Два студента-стажера, помогавшие при операции, копируя движения хирургов, тоже снимают стерильные доспехи и тоже присаживаются на табуретки. Рыбаш протягивает им свою измятую пачку «Беломора».
— Курите?
Он вытряхивает из надорванного уголка каждому по папиросе, и Львовский щелкает для них своей многоцветной, как слоеный мармелад, фронтовой зажигалкой. Эти две папиросы, предложенные Рыбашом, этот мигающий огонек зажигалки Львовского означают: «Молодцы ребята, хорошо поработали!». Студентам хочется улыбнуться во весь рот, но, полагая, что это неприлично, они деловито и сосредоточенно дымят.
Тишина.
Первый не выдерживает Рыбаш.
— Вот, молодые люди, — лекторским тоном говорит он, обращаясь к студентам, — сегодня вы имели возможность наблюдать, к чему приводит легкомысленная забывчивость хирурга! Тот, кто делал этой женщине аппендоэктомию, не соизволил произвести ревизию малого таза. В результате — упущенная внематочная беременность, разрыв фаллопиевой трубы, внутрибрюшное кровотечение и вообще все, что вы видели…

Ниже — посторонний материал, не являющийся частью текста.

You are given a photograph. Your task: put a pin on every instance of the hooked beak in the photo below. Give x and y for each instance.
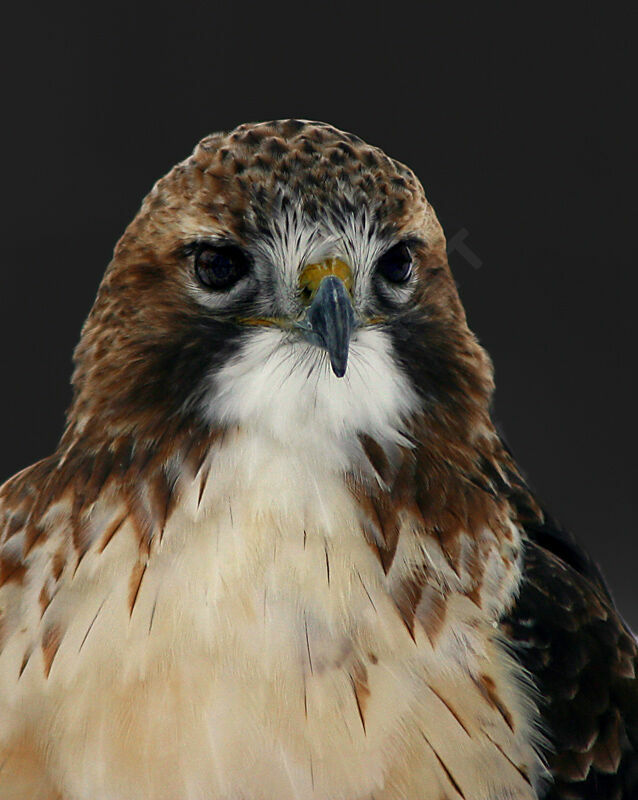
(329, 319)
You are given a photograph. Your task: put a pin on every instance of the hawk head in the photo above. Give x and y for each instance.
(289, 276)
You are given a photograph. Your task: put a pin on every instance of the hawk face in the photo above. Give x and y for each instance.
(287, 276)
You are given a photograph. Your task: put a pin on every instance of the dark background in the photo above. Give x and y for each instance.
(519, 125)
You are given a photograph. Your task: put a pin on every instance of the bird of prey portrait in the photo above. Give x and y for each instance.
(281, 551)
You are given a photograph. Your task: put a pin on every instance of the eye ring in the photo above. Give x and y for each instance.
(395, 265)
(219, 267)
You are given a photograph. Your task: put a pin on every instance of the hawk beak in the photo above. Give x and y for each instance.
(329, 319)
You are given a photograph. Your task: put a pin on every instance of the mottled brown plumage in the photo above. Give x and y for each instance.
(425, 605)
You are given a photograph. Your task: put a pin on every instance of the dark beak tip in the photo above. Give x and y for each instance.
(331, 317)
(338, 369)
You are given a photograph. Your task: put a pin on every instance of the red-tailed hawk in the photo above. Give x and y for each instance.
(281, 551)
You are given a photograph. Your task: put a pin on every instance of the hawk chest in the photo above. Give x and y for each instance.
(264, 656)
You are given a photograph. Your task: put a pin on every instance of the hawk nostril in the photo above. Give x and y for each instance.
(313, 274)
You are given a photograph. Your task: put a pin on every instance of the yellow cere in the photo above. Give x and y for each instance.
(313, 274)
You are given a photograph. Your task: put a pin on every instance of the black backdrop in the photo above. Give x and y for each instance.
(518, 124)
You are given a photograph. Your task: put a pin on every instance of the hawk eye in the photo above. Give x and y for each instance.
(396, 264)
(219, 267)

Распаляясь, Рыбаш от бесстрастного лекторского тона переходит к тону прокурорскому.
— Но скорая доставила ее с диагнозом «острый аппендицит», — робко вставляет один из студентов.
— Мало ли с каким диагнозом привозят! Скорую вызвали потому, что у Фомичевой были сильнейшие боли. Она, может быть, и дома теряла сознание, — почти кричит Рыбаш. — Врач скорой видит одно: острый живот, надо немедленно в больницу. Он же внутрь не лазил, так?
— Так, — кивают студенты.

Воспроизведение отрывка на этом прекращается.